After his father died Willie Leigh had to make a decision about the completion of Woodchester Mansion. In May 1873 he consulted the architect James Wilson of Bath, who estimated the cost of finishing the house as £7000. The need to complete the vaulted ceilings in the main rooms contributed significantly to this cost. Wilson said that the site would be unhealthy and he recommended building a new, smaller house elsewhere in the park, and included an attractive design. In 1874 Benjamin Bucknall produced a more detailed set of plans entitled Statement relative to the question of providing a Residence. There were three options; first, completing the west wing of the Mansion only, at a cost of some £2000, secondly, completing the west and south wings, at a cost of about £7000, and finally, a new house elsewhere in the park, costing about £5000. Option one was regarded as a preliminary step towards option two. The most pertinent comment in Bucknall’s statement was his estimate of the cost of running the finished house – Would not such a house require an income of, at least, £8,000 or 10,000 a year? Willie Leigh had about £4000pa from the estate, and really could not afford to finish the house. So Bucknall was engaged to enlarge The Cottage to fit Willie’s family, and the Mansion was never completed.

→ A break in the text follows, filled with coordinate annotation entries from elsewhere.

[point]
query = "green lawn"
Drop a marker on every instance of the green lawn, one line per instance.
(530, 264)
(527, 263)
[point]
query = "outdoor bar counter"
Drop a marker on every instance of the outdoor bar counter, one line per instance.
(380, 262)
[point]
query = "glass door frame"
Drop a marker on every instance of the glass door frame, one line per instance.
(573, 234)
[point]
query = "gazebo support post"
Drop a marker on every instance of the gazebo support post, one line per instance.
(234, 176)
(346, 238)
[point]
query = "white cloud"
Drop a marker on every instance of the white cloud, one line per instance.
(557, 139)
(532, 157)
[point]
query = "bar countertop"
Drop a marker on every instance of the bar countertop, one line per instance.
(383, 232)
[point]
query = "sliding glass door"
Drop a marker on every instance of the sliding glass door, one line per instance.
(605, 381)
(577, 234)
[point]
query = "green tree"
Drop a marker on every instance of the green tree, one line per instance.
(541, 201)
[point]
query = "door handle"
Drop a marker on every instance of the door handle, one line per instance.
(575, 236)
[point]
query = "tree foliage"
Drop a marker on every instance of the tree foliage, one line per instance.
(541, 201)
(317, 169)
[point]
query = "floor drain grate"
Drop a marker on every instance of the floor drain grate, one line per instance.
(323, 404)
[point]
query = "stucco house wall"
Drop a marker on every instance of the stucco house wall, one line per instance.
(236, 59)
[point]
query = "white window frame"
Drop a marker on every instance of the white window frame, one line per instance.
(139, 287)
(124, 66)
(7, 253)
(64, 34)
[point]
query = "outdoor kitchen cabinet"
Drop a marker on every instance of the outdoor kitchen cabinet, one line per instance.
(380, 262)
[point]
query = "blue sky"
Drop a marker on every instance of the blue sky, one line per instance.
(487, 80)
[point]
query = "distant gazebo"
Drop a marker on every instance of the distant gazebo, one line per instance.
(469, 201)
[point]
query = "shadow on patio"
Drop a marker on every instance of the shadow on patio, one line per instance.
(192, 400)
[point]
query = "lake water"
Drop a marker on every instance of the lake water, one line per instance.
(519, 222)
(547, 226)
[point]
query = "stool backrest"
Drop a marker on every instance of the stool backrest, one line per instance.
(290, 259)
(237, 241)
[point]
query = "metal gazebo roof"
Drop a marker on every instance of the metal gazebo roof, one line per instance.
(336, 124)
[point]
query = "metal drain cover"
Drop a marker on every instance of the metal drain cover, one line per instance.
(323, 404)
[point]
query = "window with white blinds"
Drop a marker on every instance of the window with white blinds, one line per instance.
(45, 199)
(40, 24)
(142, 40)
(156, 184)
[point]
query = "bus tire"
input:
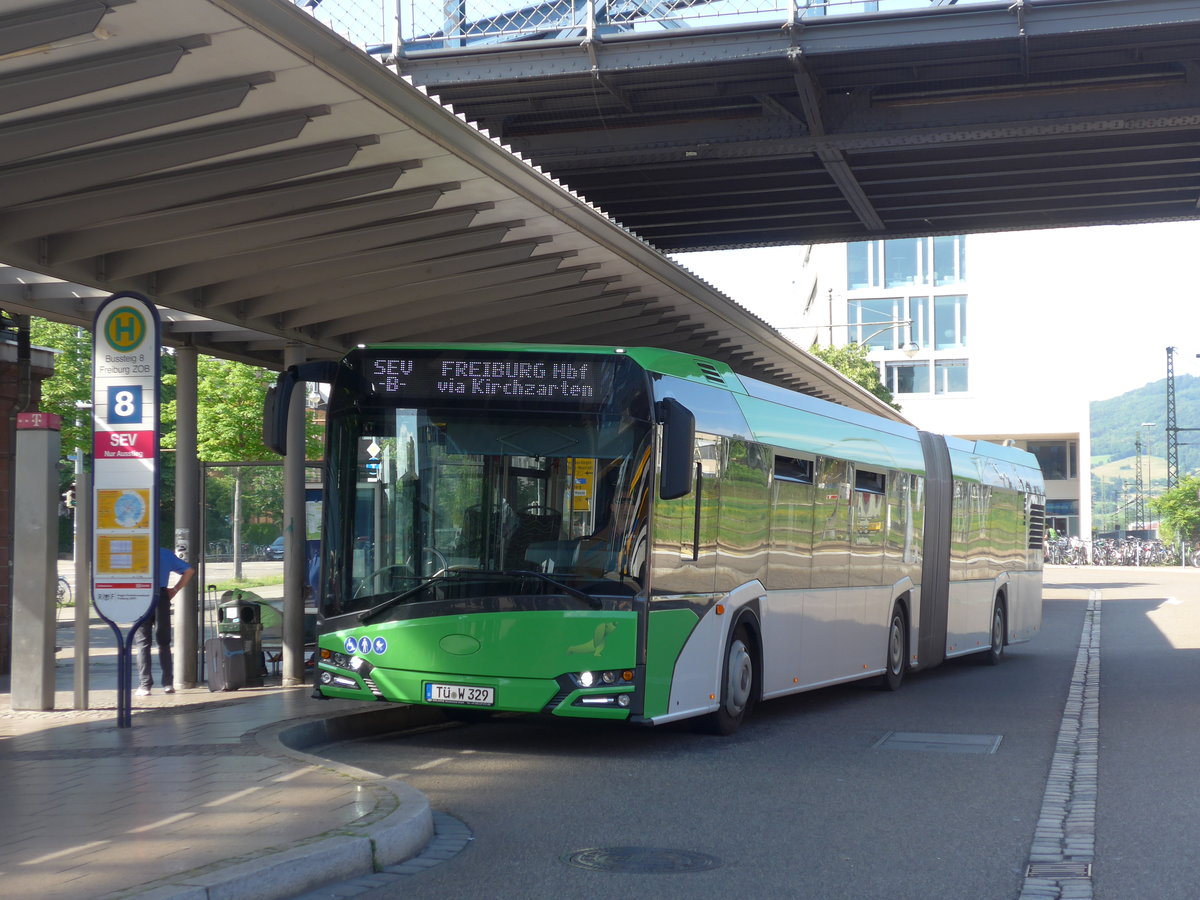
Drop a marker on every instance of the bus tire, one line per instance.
(897, 661)
(739, 681)
(999, 630)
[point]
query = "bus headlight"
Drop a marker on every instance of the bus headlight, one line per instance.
(598, 679)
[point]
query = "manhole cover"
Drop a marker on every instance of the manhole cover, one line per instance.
(641, 861)
(1059, 870)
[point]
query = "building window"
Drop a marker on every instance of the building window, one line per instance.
(949, 259)
(903, 263)
(918, 322)
(858, 267)
(907, 377)
(949, 322)
(1057, 459)
(951, 376)
(935, 262)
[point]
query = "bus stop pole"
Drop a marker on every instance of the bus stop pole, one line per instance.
(187, 516)
(294, 529)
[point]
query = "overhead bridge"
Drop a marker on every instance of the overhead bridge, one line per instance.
(747, 123)
(276, 190)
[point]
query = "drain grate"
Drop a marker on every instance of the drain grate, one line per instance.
(940, 743)
(1059, 870)
(641, 861)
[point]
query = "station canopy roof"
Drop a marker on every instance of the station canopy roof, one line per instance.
(267, 183)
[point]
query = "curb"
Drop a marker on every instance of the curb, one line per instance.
(399, 826)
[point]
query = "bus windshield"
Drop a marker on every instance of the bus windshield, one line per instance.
(437, 504)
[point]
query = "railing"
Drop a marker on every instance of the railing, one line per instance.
(389, 28)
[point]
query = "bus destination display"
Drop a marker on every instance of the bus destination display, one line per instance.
(479, 378)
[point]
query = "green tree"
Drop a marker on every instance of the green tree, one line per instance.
(851, 361)
(71, 382)
(1179, 511)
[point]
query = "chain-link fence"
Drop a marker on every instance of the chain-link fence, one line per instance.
(381, 27)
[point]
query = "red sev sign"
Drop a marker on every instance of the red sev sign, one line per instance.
(125, 444)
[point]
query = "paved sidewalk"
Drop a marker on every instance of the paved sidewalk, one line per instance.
(205, 796)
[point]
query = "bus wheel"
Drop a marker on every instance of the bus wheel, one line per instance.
(999, 629)
(898, 651)
(737, 685)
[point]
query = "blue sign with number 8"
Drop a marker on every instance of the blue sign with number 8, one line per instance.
(125, 403)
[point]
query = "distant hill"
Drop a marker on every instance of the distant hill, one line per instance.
(1115, 425)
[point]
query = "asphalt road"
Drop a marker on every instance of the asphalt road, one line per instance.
(807, 802)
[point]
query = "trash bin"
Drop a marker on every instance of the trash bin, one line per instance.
(226, 664)
(250, 629)
(243, 619)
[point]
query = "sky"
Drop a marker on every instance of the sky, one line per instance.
(1111, 298)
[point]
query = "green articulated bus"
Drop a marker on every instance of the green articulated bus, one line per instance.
(645, 535)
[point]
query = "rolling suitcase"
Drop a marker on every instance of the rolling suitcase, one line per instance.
(226, 661)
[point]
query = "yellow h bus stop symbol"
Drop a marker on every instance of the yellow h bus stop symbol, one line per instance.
(126, 329)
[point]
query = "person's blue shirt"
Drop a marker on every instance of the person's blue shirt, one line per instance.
(169, 563)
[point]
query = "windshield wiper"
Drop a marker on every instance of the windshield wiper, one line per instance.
(369, 615)
(593, 601)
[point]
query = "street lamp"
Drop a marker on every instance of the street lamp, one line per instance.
(909, 348)
(1150, 475)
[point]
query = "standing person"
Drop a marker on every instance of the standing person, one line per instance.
(160, 621)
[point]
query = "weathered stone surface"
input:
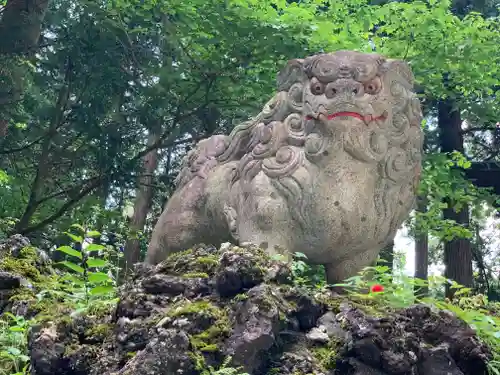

It seems that Willie Leigh toyed with the idea of completion until about 1878, when he consulted Charles Hansom. The same year there is another letter from Bucknall, expressing his regret about the condition of the house. About this time Willie Leigh borrowed money, either to finish the Mansion or to build a smaller house. However, by 1882 he was in financial difficulties, mainly because he had not considered the cost of his borrowing. The estate had to be resettled and re-mortgaged, and all plans to finish the house in Willie’s time were shelved. Willie Leigh and his daughters, who both stayed single, continued to live at The Cottage. His three sons were educated at Oratory School in Birmingham, where John Henry, later Cardinal, Newman was the principal. Neither Frank nor Vincent Leigh seems to have had a profession. Regrettably Frank became an alcoholic and had to be hospitalised permanently in 1899. The youngest son, Bertrand, was in the army for a while but resigned in 1897 and migrated to Australia in 1898. There is a suggestion that his resignation from the army and departure were enforced due to misconduct. He married in Australia in 1901, but had no children and died there from alcoholism in 1910.
Willie Leigh outside ‘The Cottage’, 1890s.
As a result of the financial crisis in the 1880s, the estate became run down. In the early 1900s Willie Leigh was in his sixties, and his son Frank was incapable of running the estate. Willie appointed his daughter Blanche to act in Frank’s place. In 1906 she was described as a thoroughly capable business woman. She appointed Ernest Poulton as the agent, and he managed the estate and made considerable improvements, increasing the income. When Willie Leigh died in October 1906 Blanche suggested finishing the Mansion, but her plans were shelved when her brother Frank died in January 1907. He was succeeded by his younger brother Vincent. At this point Vincent moved into The Cottage and his sisters Blanche and Beatrice into the small lodge at Scar Hill.